Figure 3: (a) Intracardiac ultrasound-dislodged catheter (arrow) is extending across the tricuspid valve. (b) Intracardiac ultrasound-dislodged catheter (arrow) is seen in the right ventricle.

The patient had immediate improvement of her chest pain upon removal of the dilator fragment. Telemetry monitoring overnight showed few PVCs, significantly decreased from prior. She was subsequently discharged home in good condition.

3. Discussion

Major complications of EVLT are rare [8]. However, in this case, a portion of the inner micropuncture 3 Fr dilator broke from its hub and embolized to the heart. Once the diagnosis of an intracardiac foreign body is made, the main question to be answered is whether it should be removed. As with any other complex scenario, this decision should be made on a case by case basis, weighing the risks of harm from the indwelling foreign body versus the risks undertaken when attempting to remove it. Discussion should also be undertaken with cardiology, cardiothoracic surgery, and interventional radiology as was done in this case.

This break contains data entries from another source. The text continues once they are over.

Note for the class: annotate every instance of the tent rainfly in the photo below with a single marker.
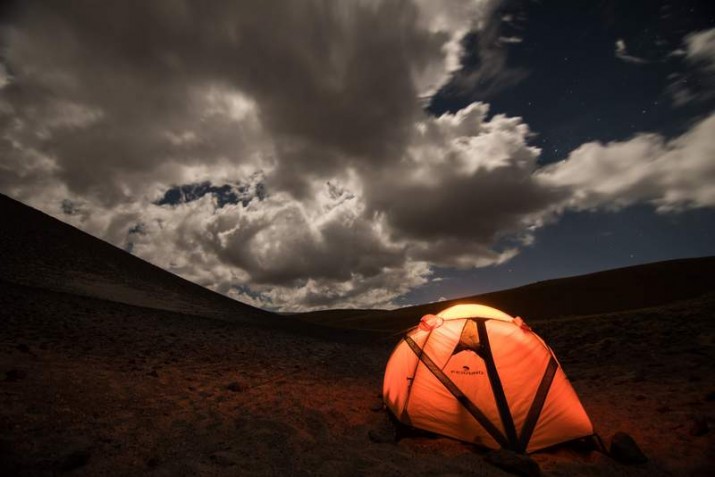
(479, 375)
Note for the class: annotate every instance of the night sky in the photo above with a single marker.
(307, 155)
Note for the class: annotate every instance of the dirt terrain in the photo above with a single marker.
(94, 387)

It is generally agreed upon the fact that retrieval of intracardiac foreign bodies should be considered when size exceeds 5 to 10 mm, when shape is irregular, or when patient is symptomatic [912]. If the patient is asymptomatic and the above characteristics are absent, conservative management can be used, with close follow-up, anticoagulation to prevent thrombosis, and antibiotic prophylaxis against endocarditis [8, 9, 12].

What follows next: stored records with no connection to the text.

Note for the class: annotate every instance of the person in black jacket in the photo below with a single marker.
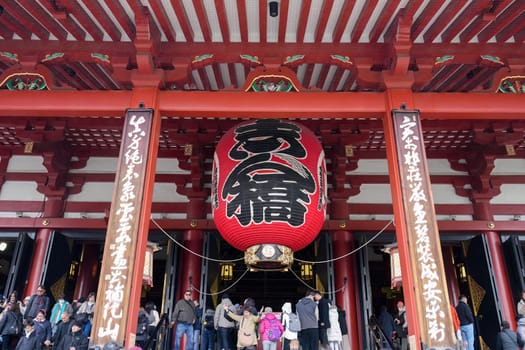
(323, 306)
(11, 326)
(63, 329)
(76, 340)
(466, 322)
(29, 341)
(37, 302)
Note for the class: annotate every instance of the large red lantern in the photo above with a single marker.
(269, 189)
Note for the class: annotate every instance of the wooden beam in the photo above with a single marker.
(305, 105)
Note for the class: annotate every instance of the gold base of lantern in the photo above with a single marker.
(268, 256)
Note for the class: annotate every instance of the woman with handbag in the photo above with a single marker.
(246, 336)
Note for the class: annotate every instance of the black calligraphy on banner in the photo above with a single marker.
(269, 183)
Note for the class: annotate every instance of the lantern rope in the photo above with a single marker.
(221, 291)
(191, 251)
(351, 252)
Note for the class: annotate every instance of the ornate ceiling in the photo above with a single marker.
(331, 45)
(220, 45)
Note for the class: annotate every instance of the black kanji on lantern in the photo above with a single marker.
(269, 183)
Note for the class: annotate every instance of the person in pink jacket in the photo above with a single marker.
(271, 330)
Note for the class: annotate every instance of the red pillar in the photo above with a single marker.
(53, 208)
(482, 212)
(344, 275)
(88, 270)
(191, 263)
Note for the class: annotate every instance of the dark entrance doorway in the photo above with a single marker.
(267, 287)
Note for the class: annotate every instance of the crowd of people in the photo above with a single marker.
(315, 324)
(34, 323)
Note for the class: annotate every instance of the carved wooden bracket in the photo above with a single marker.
(146, 43)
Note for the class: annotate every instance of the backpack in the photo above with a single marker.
(274, 332)
(294, 324)
(142, 324)
(208, 322)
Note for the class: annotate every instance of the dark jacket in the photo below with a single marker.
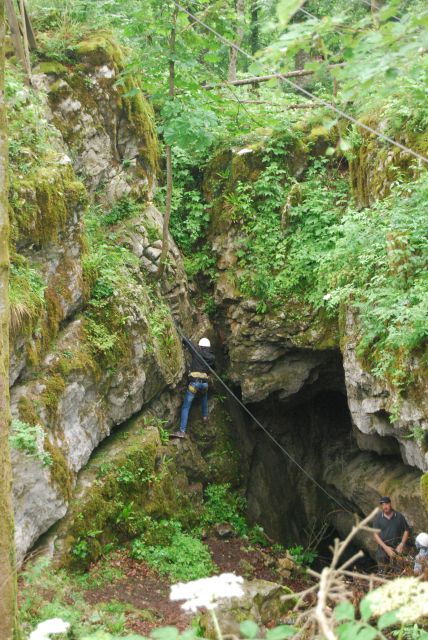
(201, 357)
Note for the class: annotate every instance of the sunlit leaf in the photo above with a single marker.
(249, 629)
(344, 611)
(287, 8)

Removal of our patient’s intracardiac foreign body was indicated for multiple reasons: the dilator fragment was 10 cm in length and the patient was symptomatic with chest pain and arrhythmia after the fragment was noted to be missing. Difficulty was encountered in the fluoroscopy suite due to near radiolucency of the dilator and 3D representation in space. In fact, until this point, our fluoroscopy time was 47 minutes, nearly two-thirds of our case total of 70.2 minutes. Therefore, we enlisted the assistance of the interventional cardiology service, experienced in using ICE, in order to provide visualization of the foreign body as well as guidance for subsequent retrieval. Preoperative transthoracic/transesophageal echocardiography and even intraoperative epicardial echocardiography have been used to assist in the removal of intracardiac foreign bodies [13, 14].

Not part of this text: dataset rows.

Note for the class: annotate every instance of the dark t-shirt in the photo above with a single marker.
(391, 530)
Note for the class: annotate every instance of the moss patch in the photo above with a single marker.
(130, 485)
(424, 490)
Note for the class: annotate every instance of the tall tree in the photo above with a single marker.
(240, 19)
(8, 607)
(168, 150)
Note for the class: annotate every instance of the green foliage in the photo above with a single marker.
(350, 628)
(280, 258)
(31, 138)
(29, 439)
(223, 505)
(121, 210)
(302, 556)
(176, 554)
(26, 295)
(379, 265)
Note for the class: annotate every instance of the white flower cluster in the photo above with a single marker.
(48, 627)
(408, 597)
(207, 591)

In conclusion, this present case demonstrates endovascular retrieval of a 3 F dilator fragment, which was ultimately successful using both fluoroscopy and ICE for imaging guidance. Given difficulty in visualization of the foreign body and proximity to the valve, the use of ICE proved very helpful in retrieval.

Conflict of Interests

The authors declare that there is no conflict of interests regarding the publication of this paper.